Come evidenzia Valerio de Stefano, direttore UOC, Servizio e Day Hospital Ematologia, Dipartimento per immagini radioterapia oncologica ed ematologica Policlinico Gemelli: «C’è un consenso generale a limitare l’impiego degli steroidi in prima linea a un periodo non superiore a 2-6 settimane, considerando altre linee di terapia in caso di mancata risposta o in caso di persistenza di piastrinopenia dopo sospensione del cortisone. Proseguire il trattamento cortisonico a lungo termine comporta un rischio sensibile di ipertensione, diabete, iperlipidemia, gastropatia, osteoporosi, cataratta, e maggiore facilità ad infezioni. Esistono poi anche altri effetti di notevole impatto sulla qualità di vita: alterazioni del tono dell’umore, nervosismo, insonnia, incremento ponderale con caratteristiche tipiche quali la faccia “a luna piena”, acne, cefalea, sudorazione aumentata. L’uso degli steroidi a breve termine non va comunque demonizzato, in quanto fondamentale nel primo approccio alla ITP, ma queste considerazioni vanno tenute molto ben presenti nella pratica clinica».
Intervenire sul percorso terapeutico inciderebbe positivamente anche sulla qualità di vita dei pazienti affetti da ITP. Infatti, come dichiarato dal 90% dei 1.507 pazienti intervistati nell’ambito dell’indagine “iWISh”, la possibilità di avvalersi di trattamenti alternativi, basati ad esempio sull’assunzione di farmaci per via orale, inciderebbe positivamente anche sulla qualità di vita delle persone affette da ITP. Un aspetto questo molto importante ma purtroppo non abbastanza tenuto in considerazione.
La ricerca, infatti, ha evidenziato un disallineamento tra il percepito dei pazienti e quello dei medici, soprattutto in merito a uno degli effetti più evidenti e pesanti della patologia: la “fatigue”. Il 50% dei pazienti la considera uno degli elementi più gravosi della patologia, mentre il 73% ha riferito difficoltà di concentrazione a causa di questo sintomo. Dal punto di vista dei clinici, al contrario, solo il 38% dei loro pazienti si sentiva affaticato e, di questi, hanno ritenuto che il 46% sperimentasse un alto livello di fatica.

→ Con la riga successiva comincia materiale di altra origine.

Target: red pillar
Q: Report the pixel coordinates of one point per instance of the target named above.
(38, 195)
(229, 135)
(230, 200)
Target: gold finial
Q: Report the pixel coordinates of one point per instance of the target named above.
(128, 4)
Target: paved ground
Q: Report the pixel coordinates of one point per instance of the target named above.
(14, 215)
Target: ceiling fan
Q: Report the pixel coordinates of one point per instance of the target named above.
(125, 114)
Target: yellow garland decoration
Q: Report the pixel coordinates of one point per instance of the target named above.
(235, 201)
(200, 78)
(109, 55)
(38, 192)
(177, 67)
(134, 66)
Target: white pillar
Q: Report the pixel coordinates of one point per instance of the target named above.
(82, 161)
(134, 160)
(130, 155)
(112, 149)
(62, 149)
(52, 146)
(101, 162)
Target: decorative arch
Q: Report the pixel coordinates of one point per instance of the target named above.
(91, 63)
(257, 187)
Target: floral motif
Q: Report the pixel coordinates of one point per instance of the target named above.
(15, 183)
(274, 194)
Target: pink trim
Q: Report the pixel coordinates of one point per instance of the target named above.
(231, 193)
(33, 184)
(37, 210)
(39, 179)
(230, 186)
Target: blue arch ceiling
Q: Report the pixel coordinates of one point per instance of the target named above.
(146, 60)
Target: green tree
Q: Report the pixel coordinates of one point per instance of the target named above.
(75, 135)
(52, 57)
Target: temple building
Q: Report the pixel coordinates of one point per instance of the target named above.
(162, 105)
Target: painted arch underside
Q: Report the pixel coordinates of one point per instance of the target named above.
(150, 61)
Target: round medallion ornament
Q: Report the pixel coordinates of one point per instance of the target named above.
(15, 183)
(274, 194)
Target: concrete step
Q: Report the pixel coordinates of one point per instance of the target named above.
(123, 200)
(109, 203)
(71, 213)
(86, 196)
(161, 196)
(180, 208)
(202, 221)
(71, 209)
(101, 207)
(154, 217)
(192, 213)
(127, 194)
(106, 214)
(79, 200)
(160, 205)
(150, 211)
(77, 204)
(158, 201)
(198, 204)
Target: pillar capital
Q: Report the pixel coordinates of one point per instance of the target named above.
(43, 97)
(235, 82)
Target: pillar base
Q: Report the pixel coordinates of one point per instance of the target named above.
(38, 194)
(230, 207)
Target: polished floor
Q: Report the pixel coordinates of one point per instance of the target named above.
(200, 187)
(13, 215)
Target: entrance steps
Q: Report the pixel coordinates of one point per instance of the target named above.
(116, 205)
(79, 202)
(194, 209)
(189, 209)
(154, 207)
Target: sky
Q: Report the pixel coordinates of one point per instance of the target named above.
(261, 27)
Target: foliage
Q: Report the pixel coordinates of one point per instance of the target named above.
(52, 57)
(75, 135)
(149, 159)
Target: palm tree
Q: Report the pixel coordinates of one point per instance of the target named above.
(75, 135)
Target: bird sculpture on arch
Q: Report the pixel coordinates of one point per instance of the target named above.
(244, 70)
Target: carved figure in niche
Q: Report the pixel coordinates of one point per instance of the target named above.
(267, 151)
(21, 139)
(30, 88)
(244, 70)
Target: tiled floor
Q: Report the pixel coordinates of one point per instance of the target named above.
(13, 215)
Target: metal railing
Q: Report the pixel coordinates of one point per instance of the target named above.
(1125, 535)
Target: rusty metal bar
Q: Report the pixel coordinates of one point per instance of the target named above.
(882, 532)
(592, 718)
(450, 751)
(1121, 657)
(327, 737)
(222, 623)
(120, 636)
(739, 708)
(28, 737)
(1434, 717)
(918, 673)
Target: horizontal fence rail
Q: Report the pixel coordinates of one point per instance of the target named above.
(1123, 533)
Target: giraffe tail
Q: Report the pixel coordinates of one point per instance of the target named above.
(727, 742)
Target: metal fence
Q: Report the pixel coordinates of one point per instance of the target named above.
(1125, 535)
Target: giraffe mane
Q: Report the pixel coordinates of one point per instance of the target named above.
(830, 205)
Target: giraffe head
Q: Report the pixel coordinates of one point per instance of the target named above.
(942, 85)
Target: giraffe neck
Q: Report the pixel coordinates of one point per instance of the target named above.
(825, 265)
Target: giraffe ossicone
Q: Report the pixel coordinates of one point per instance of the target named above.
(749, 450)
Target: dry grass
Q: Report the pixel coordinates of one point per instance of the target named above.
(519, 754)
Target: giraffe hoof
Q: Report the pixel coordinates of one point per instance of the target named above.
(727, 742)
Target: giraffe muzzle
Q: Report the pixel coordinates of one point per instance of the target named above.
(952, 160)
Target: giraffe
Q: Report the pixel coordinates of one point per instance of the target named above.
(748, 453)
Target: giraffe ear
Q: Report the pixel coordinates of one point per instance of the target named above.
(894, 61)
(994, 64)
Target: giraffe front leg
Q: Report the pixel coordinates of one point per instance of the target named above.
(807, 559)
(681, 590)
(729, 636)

“Nell’ITP cronica – commenta Barbara Lovrencic, presidente AIPIT (Associazione Italiana Porpora Immune Trombocitopenica) – quello che maggiormente impatta la qualità di vita è l’instabilità del livello delle piastrine perché comporta la costante ansia di sé e quando il livello di piastrine scenderà tanto da causare emorragie, la possibilità di dover ricorrere a ulteriori trattamenti o l’ospedalizzazione. Per via della sua imprevedibilità e della stanchezza cronica, un sintomo fortemente impattante così come risulta anche dallo studio iWISh, l’ITP comporta molte limitazioni come ad esempio nell’attività sportiva e nella possibilità di viaggiare (sia per turismo che per lavoro) ma anche nell’attività lavorativa e di studio. Con il Covid-19 tutti abbiamo provato sulla nostra pelle cosa significhi vivere con la costante paura per la propria salute e quanto sia frustrante non potersi organizzare e vivere liberamente a causa di qualcosa che è fuori dal nostro controllo». Un nuovo approccio terapeutico quindi è possibile, anzi auspicabile per migliorare la qualità di vita dei pazienti affetti da questa rara patologia del sangue.